Although it might be difficult to agree with the following statement straight away, Planty – the "green circle" surrounding the oldest part of the city – is one of the most unusual monuments of Krakow. It isn’t by any means just one of many urban parks, although it is treated as such, both by the Cracovians and by the visitors. Not all of them, of course, as for some people it is a unique in the world urban park, for others it is a place where you can go for an amazing walk through centuries, and there are also such who associate it with playing truant. Still on warm autumn or spring days most of the banches are occupied by the youth from the nearby secondary schools (The First, The Fifth or an Economy School), and the more varied or even international group of students from the esteemed Alma Mater.
However, there are certain dangers hidden in Planty: you need to look where you are walking, as you can accidentally step on a "surprise" left by dogs, and you need to mind your head as Krakow’s birds have also something to say in this respect. But it is also a place of romantic walks of couples, and when those walks bring some fruit, these become family walks. People of all ages stroll along Planty, businesspeople who work in the companies on the Market Square rush to their offices as they had to leave their cars on car parks outside the "green circle", the Gypsies suggest fortune-telling, and you can meet here many a tramp... This four-kilometre long ring of greenness is attractive during all the seasons of the year – in spring it refreshes the Old Krakow, in summer it offers a nice shade, in autumn it attracts with romantic gold and purple of leaves (and you can also get hit by a chestnut), and in winter, when it’s covered in snow, it inclines to reflection.
But, is it everything we may say about Planty? The answer seems obvious – surely not. Yet, in order to find out more about this unusual park we have to go back in time.

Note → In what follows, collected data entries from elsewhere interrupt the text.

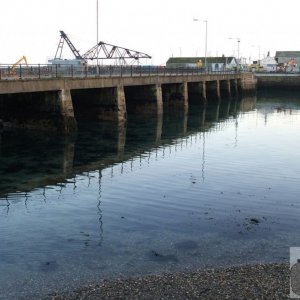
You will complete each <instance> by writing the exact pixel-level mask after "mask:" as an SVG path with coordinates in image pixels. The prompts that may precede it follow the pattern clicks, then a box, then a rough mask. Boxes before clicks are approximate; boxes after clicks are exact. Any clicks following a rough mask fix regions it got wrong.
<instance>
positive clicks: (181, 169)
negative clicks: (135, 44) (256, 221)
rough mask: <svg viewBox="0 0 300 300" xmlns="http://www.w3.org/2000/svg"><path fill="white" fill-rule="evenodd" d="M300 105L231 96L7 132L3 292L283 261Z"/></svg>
mask: <svg viewBox="0 0 300 300" xmlns="http://www.w3.org/2000/svg"><path fill="white" fill-rule="evenodd" d="M259 97H260V96H259ZM260 99H262V100H260ZM299 103H300V101H298V100H297V98H296V99H295V101H293V100H292V101H289V99H288V98H282V99H279V100H278V99H277V98H276V99H275V98H274V99H273V98H271V99H270V98H269V99H264V97H262V98H258V100H257V99H256V97H253V98H251V97H249V98H243V99H234V98H232V99H228V100H222V101H220V102H217V103H208V105H207V106H200V105H190V106H189V109H188V110H186V111H183V110H180V109H177V110H176V109H174V110H173V111H170V110H169V111H167V112H166V113H165V114H164V115H163V116H145V115H144V116H136V115H129V118H128V122H127V124H121V125H120V126H111V125H107V124H88V123H84V124H80V125H81V126H80V130H79V131H78V132H77V133H76V134H75V135H73V136H69V137H60V136H53V135H48V136H43V135H39V134H38V133H33V132H27V133H26V132H18V131H4V132H2V133H1V144H0V151H1V152H0V153H1V154H0V198H1V200H0V226H1V228H2V230H3V231H2V246H1V248H0V255H1V261H0V293H1V291H2V290H3V291H5V293H7V291H8V290H10V291H12V295H15V294H13V293H14V292H15V293H16V286H17V288H19V290H22V292H23V290H24V288H26V287H27V284H28V282H27V281H26V280H25V279H26V278H32V282H34V283H35V286H36V287H40V286H42V285H43V284H42V283H43V282H44V283H46V284H44V290H47V289H50V288H57V287H58V286H59V287H61V286H70V283H72V284H73V285H78V284H81V283H82V282H86V281H85V280H87V281H88V280H94V279H95V278H106V276H107V277H109V276H110V275H111V274H114V275H116V276H119V274H127V275H136V274H144V273H146V272H152V271H153V272H156V271H157V272H160V271H173V270H182V268H185V267H192V266H200V267H203V266H205V267H207V266H216V265H217V266H219V265H220V264H222V263H225V260H226V263H229V264H230V263H244V259H247V261H249V262H255V261H257V258H258V257H259V258H262V257H263V258H264V259H266V260H268V259H270V260H271V259H275V260H276V259H278V257H281V258H282V257H286V249H287V247H286V245H289V244H290V241H291V240H292V241H293V242H295V241H297V235H298V236H300V234H299V228H298V227H299V226H298V219H297V215H298V213H299V210H300V205H299V201H298V200H297V199H298V198H299V197H298V196H299V188H298V185H297V183H298V181H299V180H298V179H299V176H298V175H297V174H300V170H299V167H298V166H297V164H295V163H294V162H295V161H298V160H299V154H298V152H291V153H289V155H286V151H287V147H290V146H294V147H295V143H296V142H297V139H296V138H297V136H296V134H295V133H297V128H299V126H298V125H299V122H300V117H299V112H300V104H299ZM283 107H284V108H283ZM279 108H280V109H279ZM265 114H267V123H266V124H264V120H265ZM291 122H295V124H294V125H295V126H294V127H293V126H291ZM279 123H281V126H282V127H279V125H278V124H279ZM297 126H298V127H297ZM295 127H296V129H294V128H295ZM291 131H292V133H291V134H292V137H289V136H288V135H287V132H291ZM270 136H271V137H272V140H268V139H269V137H270ZM273 136H274V137H276V138H277V139H279V140H280V141H282V142H281V143H279V144H278V143H277V142H276V141H273ZM267 140H268V142H266V141H267ZM269 153H272V157H271V156H270V155H269ZM287 166H288V167H287ZM295 174H296V175H295ZM251 219H255V220H259V221H260V223H259V224H252V223H251ZM291 231H294V232H293V233H291ZM298 239H299V238H298ZM224 258H226V259H224ZM181 267H182V268H181ZM97 276H98V277H97ZM62 278H63V279H62ZM76 280H77V281H76ZM16 281H18V282H21V284H16V283H15V282H16ZM8 283H11V284H10V285H9V287H8V286H7V284H8ZM40 283H41V284H40ZM32 286H33V284H31V285H30V284H29V285H28V289H29V288H30V289H32V290H34V288H33V287H32ZM41 290H42V289H41ZM6 298H9V297H6ZM10 298H11V299H15V298H16V297H13V296H11V297H10ZM28 298H29V297H28ZM36 298H38V297H36ZM40 298H41V297H40Z"/></svg>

Those who are not particularly fond of history can be promised that the history of Planty will be shown in the most accessible and short form.
It all started like that: at a certain point (not to pester you with specific dates, let’s assume that it was simply the end of the 18th century) the decision was taken to pull down some of the defensive walls surrounding the oldest part of Krakow. Many inhabitants of the city didn’t like it and protested against the idea, maliciously calling councilors "wallpullers". However, the fate of Krakow’s city fortifications was doomed. What was left behind was only a piece of walls next to The Florian Gate. It was saved by the defenders of the old fortifications, who threatened the councilors that the strong mountain wind "Halny", when it gets to Krakow, will raise skirts of their wives, as it will no longer meet any large obstacles in a form of walls.
Such threats, however, didn’t bring an expected result. Fortifications were gradually pulled down. People started strolling across the empty squares, and soon these places became popular walking areas, which required some kind of control.
The symbolic birth of contemporary Planty was planting an elm – the "Freedom Tree" on 3rd May 1892 (to celebrate the anniversary of the Constitution of the 3rd May). Since 1815, under the surveillance of Feliks Radwanski, trees had been systematically planted around the Old City, thus creating a different type of wall – the green one – called "Plantation". These were the official beginnings of Planty.
Florian Straszewski has continued Radwański’s works under development of this unusual park, and he was completely devoted to to this undertaking until his death in 1847. The next stage of development (1847-1870) was called "romantic", as Planty was given the look of the fashionable then English Gardens full of "flower portraits", bends, secret bridges and arbors – suddenly appearing in front of the walking people. Then, the third period started and it lasted until 1914. It was a period of naturalism and Art Nouveau. Planty was equipped with wooden banches (before there had been stone ones),gas lighting, quite a few monuments (those of Grażyna, Lilia Weneda, Jadwiga, Jagiełło, Rejtan, and others), as well as the so- called Planty personnel. Places of social meetings, such as shows and cabarets (e.g.Odeon), cafes, confectioneries and a famous, no longer existing cinema "Wanda" (1912), suddenly appeared around the ring of Planty.
Further history of Planty includes also interwar period, referred to as "stage-landscape", the years of the Second World War and occupation (when the memorial elm, then 150 years old, was cut down), the first after-war period (until the 1960’s) and "the years of negligence" 1960 – 1990. Since the 1990’s restoration works and a systematic embellishment of Planty have been going on, but it must be said that they have been rather sluggish.
Now, Planty occupies about 21 hectares and constitutes a unique in Europe urban scheme divided into eight "gardens": 1. Wawel Garden 2. University Garden 3. Palace of Arts Garden 4. Florianka Garden 5. Barbican Garden 6. Railway Station Garden 7. Gródek Garden 8. Stradom Garden.
When walking along Planty it might be worth looking around and finding a few monuments, remnants of fortifications, commemorative plaques, as well as trying to identify the Garden we are in.